We're there. I'll leave you for now. Perhaps we can do this again sometime. Actually, I'm sure we will. He's behind the desk.

"Welcome to my mind."

"Your mind?" you ask.

"Of course. How else could I describe all those wonderful and frightening places to you? Experience?"

"'My most favorite place in every dimension . . . every dimension .'"



"Because I have no favorite place. Not in this universe. Not in this part of the space time continuum. At least I haven't found it yet. To tell you the truth, I don't think I want to find it. Any physical place, anyway."


"Because physical places have this nasty habit of ceasing to exist. What if your most favorite place in the world was a grove in a forest. A forest can be cut down, or burned, or both. All you have left is a memory."

"But isn't that the point of having a favorite place? So you can have memories."

"I created an entire galaxy once. It was a place where I could go to think. I've never physically been there, but I still have the memory.

"What if your favorite place is a beach? Ever hear of oil spills? A house or a building? Places get condemned, demolished. An amusement park? Same thing. No one can take away from me what always has been and always will be mine. My mind. The only way you can destroy that is to destroy me. And you can't even do that because my spirit is immortal.

"What about everything my mind has allowed me to do?
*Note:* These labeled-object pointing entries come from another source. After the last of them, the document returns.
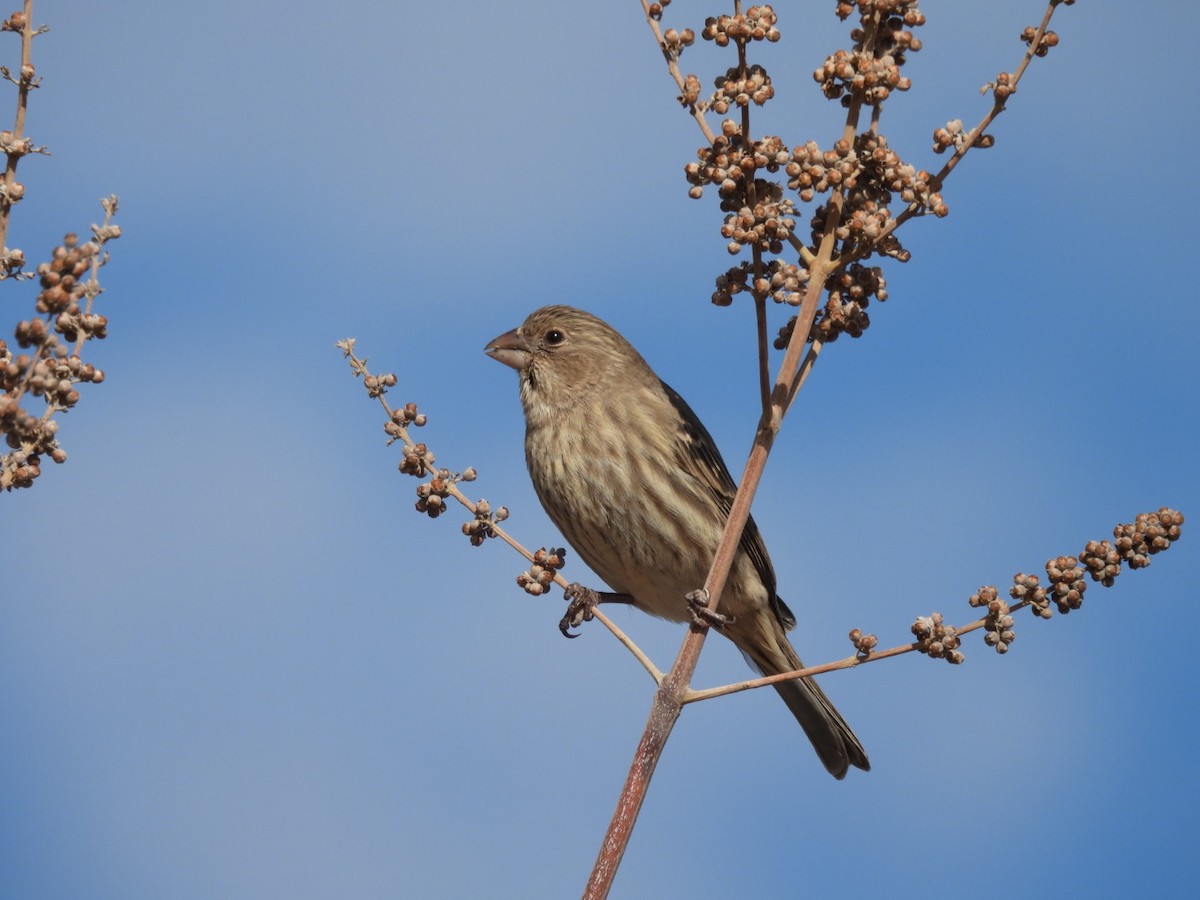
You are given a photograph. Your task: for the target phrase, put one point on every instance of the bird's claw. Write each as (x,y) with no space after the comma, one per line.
(697,603)
(579,609)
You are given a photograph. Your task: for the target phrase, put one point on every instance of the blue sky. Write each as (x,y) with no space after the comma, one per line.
(235,664)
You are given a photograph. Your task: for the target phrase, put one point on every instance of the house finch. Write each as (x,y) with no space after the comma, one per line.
(636,485)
I can put all these places I've created on paper. Sure, no one else can experience these places the way I experienced them, but I can share them with the rest of the world. That puts me in an interesting, and somewhat enviable, position. If anyone ever wants to go to these places, they have to come to me. And all I can do is tell them about it. That's the reality as opposed to the fantasy ability Daniel had in the opening story excerpt.

"Some other advantages include being able to go anywhere, anywhen, with anyone and doing anything. Frankly I have gone to a lot of places in many times and have done a lot of things with a lot of different people. Through my mind and onto paper I can do a lot of things that many people only wish they could do. If I want to kill myself, I do it on paper. No harm done, and there's a lot less pain for everyone else. It works for a lot of things, love, relationships, travel, revenge. Maybe I just want to talk. Suppose I want to have a discussion with Pascal, or Thomas Aquinas, Einstein, Socrates . . . Jesus.
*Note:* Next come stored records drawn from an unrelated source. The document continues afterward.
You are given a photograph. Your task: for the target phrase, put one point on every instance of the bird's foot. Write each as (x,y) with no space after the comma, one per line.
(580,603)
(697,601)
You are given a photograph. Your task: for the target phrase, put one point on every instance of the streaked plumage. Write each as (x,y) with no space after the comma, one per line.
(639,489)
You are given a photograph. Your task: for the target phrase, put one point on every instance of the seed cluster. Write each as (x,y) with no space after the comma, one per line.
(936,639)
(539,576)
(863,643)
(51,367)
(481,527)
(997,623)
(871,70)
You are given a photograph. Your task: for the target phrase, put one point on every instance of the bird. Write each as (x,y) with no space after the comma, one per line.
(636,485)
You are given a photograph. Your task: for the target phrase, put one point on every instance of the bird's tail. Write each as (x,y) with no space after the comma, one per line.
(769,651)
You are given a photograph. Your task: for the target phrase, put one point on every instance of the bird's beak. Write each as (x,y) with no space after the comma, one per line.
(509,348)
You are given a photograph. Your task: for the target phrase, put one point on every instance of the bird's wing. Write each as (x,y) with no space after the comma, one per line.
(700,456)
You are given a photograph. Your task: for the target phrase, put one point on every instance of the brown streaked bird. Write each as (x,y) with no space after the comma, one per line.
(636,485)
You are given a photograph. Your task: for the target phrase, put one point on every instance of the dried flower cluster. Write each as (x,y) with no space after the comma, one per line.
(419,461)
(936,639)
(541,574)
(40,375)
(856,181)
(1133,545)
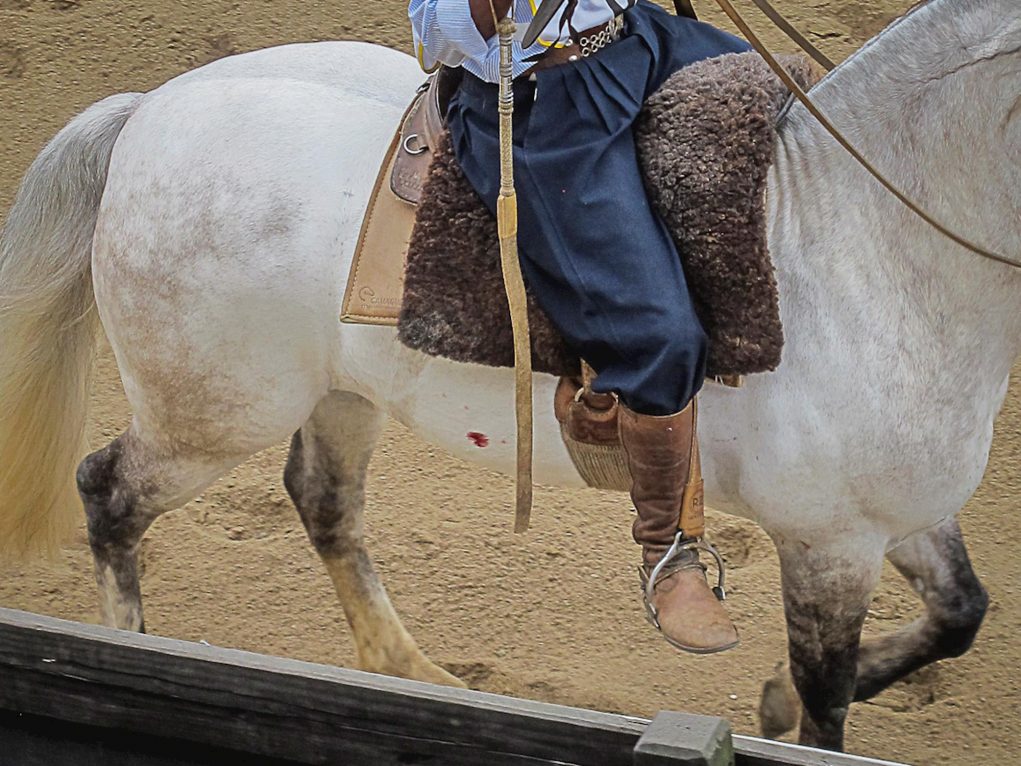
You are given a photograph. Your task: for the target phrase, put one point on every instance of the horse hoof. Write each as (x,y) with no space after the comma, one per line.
(780,708)
(433,673)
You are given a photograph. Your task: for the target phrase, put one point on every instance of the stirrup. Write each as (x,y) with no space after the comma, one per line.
(663,569)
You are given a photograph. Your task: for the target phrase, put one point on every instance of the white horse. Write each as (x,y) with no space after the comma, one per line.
(211,224)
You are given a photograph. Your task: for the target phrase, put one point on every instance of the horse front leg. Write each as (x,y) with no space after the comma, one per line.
(326,478)
(826,594)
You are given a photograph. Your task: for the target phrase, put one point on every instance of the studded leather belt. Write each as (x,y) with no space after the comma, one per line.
(588,42)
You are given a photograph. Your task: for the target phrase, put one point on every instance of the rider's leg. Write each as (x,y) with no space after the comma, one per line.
(603,268)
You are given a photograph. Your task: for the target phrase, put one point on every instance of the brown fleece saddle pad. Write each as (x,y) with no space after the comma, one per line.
(705,143)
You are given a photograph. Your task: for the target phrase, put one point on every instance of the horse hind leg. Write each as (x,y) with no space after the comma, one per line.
(125,487)
(935,564)
(326,478)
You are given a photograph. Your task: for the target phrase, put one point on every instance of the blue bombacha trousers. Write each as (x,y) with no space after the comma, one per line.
(596,256)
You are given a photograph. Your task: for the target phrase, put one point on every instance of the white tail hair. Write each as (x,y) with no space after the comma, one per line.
(48,327)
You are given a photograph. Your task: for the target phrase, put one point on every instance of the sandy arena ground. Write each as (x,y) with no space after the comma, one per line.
(505,613)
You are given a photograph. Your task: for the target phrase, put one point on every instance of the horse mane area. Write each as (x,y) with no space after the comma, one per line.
(552,615)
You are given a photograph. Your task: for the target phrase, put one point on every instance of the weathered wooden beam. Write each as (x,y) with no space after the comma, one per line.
(682,739)
(94,688)
(755,752)
(285,709)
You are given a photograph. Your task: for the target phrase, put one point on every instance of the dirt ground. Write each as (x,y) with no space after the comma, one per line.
(550,616)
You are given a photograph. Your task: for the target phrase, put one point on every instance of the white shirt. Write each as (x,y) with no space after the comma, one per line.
(444,33)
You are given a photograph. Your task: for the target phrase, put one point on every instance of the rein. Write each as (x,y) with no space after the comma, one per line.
(801,96)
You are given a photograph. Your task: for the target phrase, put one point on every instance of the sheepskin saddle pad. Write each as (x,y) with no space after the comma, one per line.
(705,143)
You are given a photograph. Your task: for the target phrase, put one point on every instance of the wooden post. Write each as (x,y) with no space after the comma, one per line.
(682,739)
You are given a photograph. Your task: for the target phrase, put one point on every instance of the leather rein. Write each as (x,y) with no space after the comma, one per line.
(801,96)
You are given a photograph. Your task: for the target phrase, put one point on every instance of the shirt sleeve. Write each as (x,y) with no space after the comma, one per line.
(445,33)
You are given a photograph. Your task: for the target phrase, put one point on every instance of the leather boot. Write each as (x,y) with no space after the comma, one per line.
(667,490)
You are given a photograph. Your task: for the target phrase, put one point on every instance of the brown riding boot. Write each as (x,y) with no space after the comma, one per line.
(667,490)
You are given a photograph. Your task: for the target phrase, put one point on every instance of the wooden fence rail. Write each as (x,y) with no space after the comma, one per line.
(82,695)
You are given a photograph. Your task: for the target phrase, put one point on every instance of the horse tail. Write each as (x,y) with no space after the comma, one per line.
(48,328)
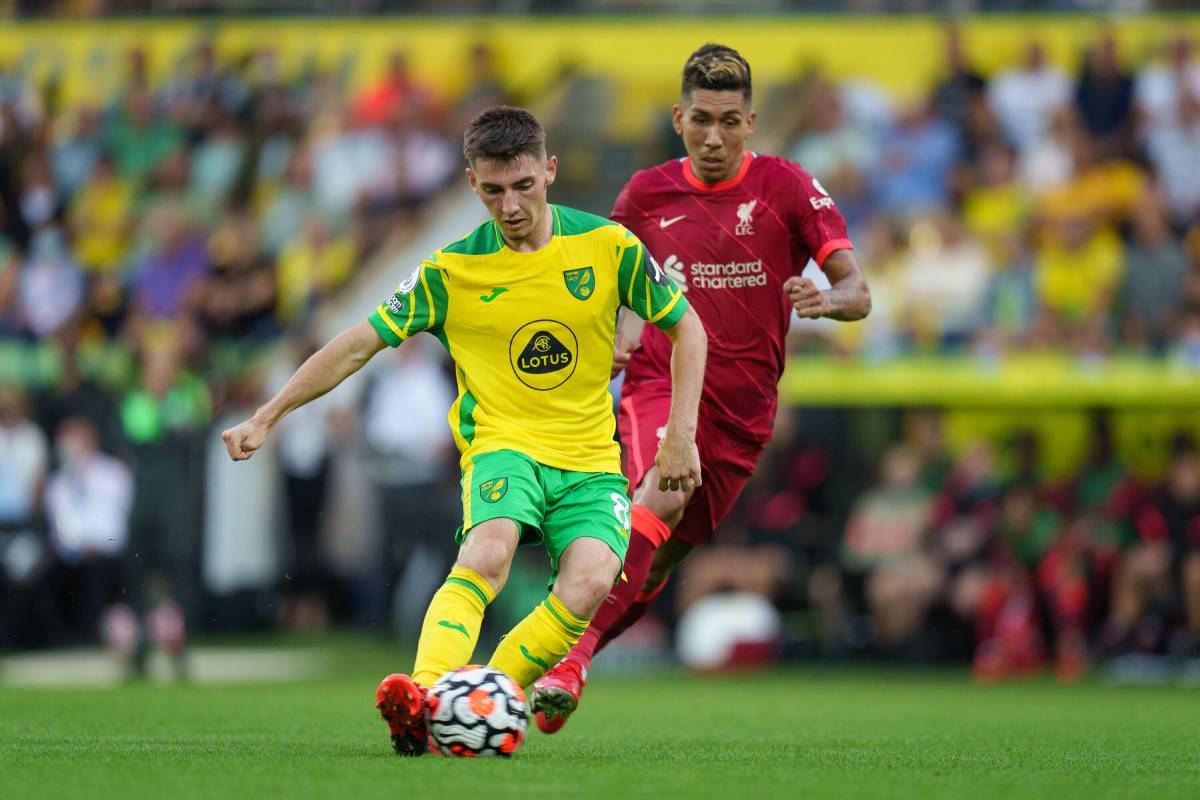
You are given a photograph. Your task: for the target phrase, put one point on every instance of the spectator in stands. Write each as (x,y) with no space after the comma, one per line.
(1152,293)
(52,288)
(396,96)
(88,501)
(961,84)
(1104,96)
(1161,86)
(166,278)
(165,420)
(886,543)
(76,151)
(306,441)
(311,268)
(101,218)
(23,462)
(838,152)
(947,280)
(139,138)
(1026,97)
(1174,148)
(915,163)
(235,298)
(289,204)
(412,452)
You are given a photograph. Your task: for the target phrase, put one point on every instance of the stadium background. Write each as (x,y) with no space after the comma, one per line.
(987,471)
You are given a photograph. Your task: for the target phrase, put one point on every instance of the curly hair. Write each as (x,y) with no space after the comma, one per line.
(719,68)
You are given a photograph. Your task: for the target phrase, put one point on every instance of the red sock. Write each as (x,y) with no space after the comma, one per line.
(622,607)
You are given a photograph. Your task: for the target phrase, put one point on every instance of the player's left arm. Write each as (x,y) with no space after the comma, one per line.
(678,459)
(847,298)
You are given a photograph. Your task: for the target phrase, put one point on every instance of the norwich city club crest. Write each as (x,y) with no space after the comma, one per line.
(581,282)
(492,491)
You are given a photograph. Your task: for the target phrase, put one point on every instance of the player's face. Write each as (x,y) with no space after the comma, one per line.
(714,126)
(515,193)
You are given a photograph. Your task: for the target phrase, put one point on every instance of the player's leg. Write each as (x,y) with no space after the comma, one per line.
(640,420)
(586,530)
(663,563)
(587,571)
(724,477)
(501,499)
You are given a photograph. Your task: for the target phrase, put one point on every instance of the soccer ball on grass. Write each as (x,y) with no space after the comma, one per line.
(475,711)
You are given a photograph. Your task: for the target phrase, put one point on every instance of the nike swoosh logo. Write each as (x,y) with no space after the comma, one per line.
(455,626)
(534,659)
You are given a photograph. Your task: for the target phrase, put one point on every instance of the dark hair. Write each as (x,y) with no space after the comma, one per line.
(503,133)
(718,68)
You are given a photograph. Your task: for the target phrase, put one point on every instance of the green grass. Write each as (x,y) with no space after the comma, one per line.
(787,734)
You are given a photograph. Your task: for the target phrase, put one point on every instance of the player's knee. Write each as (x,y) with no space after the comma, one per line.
(1191,571)
(489,552)
(667,506)
(583,590)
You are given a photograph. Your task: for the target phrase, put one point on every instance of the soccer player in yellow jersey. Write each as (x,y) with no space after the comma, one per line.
(527,306)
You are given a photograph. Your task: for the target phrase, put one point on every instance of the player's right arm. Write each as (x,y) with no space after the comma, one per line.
(648,292)
(324,370)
"Maybe I want to talk to the person I'm going to marry years before we meet. Okay, maybe the person I would like to marry.

"The point is this. My favorite place is right behind my eyes, right between my ears, right inside my heart. My favorite place is in the center of the universe, as I view it. Or maybe even the center of many universes. What I've shown you today is just a small glimpse at what I've created. If I had a favorite room, I've only shown you a single tile in the corner of the floor."

Reality Check!

Welcome back. Did you enjoy your trip?